Die another day: the post-disaster post-mortem and how to perform one

The post-mortem is vital for establishing a culture of transparency and continuous improvement

Your team has been fighting a major incident for hours, hitting one dead end after another. Finally, you manage to isolate the problem. When the systems return to normal, you let out a collective sigh of relief, shut down the response call, and go back to bed, never to think of it again.

Or so you hope.

There's actually one more thing your team needs to do before moving on: a post-mortem. Post-mortems help establish a culture of transparency and continuous improvement, which is what will set your company apart from others.

Without a post-mortem, your team misses an opportunity to learn what they're doing right, what need to be improved and how to avoid making the same mistakes in the future. A well-designed, blameless post-mortem improves both your systems and your incident response process.
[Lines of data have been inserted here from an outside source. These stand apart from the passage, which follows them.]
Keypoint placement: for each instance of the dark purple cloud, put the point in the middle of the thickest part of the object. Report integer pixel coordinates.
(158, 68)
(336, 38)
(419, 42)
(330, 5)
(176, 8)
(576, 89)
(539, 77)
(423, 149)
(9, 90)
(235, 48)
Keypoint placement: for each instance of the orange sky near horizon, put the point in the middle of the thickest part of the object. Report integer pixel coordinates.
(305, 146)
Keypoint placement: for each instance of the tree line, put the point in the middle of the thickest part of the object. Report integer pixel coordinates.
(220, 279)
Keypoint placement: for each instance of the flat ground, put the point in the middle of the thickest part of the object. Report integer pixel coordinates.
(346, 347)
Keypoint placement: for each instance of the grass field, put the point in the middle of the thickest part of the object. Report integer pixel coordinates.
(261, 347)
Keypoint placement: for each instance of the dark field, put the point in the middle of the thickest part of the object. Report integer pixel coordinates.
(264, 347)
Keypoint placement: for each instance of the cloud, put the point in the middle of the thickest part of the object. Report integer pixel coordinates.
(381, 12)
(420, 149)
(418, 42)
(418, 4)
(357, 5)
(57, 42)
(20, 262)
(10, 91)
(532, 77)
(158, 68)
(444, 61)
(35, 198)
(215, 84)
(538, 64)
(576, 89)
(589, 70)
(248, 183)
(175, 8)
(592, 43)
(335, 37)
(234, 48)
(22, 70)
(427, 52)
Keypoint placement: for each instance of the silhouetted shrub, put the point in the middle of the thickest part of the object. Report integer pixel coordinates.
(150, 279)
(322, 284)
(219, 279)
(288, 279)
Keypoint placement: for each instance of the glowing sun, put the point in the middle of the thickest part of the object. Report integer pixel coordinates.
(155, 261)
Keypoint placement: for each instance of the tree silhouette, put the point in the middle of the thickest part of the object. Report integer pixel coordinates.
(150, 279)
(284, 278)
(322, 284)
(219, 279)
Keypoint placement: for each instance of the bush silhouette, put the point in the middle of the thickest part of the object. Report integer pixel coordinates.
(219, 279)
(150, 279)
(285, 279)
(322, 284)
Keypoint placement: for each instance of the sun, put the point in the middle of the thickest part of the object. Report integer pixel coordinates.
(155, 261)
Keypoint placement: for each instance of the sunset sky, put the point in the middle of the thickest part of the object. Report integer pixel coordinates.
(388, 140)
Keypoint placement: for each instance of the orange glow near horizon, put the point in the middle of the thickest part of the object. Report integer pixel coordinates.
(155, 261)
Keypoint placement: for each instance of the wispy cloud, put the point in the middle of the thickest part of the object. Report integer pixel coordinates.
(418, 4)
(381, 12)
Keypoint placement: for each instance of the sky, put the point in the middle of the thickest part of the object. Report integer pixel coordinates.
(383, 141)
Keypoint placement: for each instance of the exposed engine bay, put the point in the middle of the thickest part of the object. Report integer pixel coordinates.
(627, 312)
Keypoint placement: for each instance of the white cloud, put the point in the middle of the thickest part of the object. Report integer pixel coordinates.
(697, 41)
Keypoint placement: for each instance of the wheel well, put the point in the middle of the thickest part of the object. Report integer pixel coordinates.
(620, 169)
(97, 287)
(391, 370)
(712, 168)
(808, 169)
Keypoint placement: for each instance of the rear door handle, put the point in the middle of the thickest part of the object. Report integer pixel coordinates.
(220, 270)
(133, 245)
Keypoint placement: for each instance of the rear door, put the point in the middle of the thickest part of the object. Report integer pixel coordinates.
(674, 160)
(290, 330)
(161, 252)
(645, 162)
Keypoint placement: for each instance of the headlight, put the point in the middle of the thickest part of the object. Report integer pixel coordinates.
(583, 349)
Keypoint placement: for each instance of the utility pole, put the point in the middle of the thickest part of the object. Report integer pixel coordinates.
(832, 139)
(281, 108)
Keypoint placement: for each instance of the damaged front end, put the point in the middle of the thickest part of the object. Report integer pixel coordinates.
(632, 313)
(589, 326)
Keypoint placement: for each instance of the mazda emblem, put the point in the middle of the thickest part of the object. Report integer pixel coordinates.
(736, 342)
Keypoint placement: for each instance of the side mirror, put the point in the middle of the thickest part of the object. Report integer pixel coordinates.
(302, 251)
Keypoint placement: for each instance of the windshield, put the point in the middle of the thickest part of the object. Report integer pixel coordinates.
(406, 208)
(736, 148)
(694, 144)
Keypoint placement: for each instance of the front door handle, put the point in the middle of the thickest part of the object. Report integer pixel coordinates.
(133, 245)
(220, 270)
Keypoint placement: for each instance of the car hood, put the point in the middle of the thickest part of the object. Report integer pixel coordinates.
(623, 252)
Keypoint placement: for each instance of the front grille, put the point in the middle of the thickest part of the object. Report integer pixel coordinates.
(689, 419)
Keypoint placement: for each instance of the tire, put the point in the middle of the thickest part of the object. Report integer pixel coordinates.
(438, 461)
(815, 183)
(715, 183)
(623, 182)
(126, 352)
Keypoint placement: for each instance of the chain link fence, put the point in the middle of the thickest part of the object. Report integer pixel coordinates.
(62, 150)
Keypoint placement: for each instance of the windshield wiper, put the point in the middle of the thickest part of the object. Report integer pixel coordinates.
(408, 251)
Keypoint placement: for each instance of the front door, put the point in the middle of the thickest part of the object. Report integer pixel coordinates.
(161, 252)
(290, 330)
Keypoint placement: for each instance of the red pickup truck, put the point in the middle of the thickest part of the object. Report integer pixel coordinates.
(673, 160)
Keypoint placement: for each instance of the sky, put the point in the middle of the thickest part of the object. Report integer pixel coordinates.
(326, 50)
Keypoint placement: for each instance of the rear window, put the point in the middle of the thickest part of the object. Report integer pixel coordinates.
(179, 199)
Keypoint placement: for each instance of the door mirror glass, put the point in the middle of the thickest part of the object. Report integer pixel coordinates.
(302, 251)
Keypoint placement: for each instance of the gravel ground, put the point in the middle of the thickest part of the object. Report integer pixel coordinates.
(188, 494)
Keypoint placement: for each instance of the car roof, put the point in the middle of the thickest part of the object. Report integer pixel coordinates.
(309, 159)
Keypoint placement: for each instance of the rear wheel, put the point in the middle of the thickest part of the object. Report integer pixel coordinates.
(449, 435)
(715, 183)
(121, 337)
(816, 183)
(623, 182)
A post-mortem can be basic or complex, but there are a number of core elements to consider to make it a valuable exercise to help future planning.

Logistics

Experience suggests that a post-mortem should occur within three business days of a severity-one incident and seven business days of a severity-two incident. Typically, the incident commander—plus relevant service owners, responders, engineering and product managers for impacted systems—will be present.

Together, they'll capture what happened as items on a timeline - starting at a point prior to the incident and working forward. Quantify or attribute a third-party source to each item to stay rooted in fact rather than opinion. Take a similar approach to capturing business and customer impacts.

Look for contributing factors

There is rarely a single root cause of a major incident in a complex system. More often, a combination of factors is in play. If you only find one, you probably haven't looked hard enough.

Monitoring systems are a rich source of information. Look for irregularities, like sudden spikes, before and at the time of the incident. Reproduce the incident in a non-production environment. If you modify or remove variables, does the incident still occur? If so or if not, what does that tell you?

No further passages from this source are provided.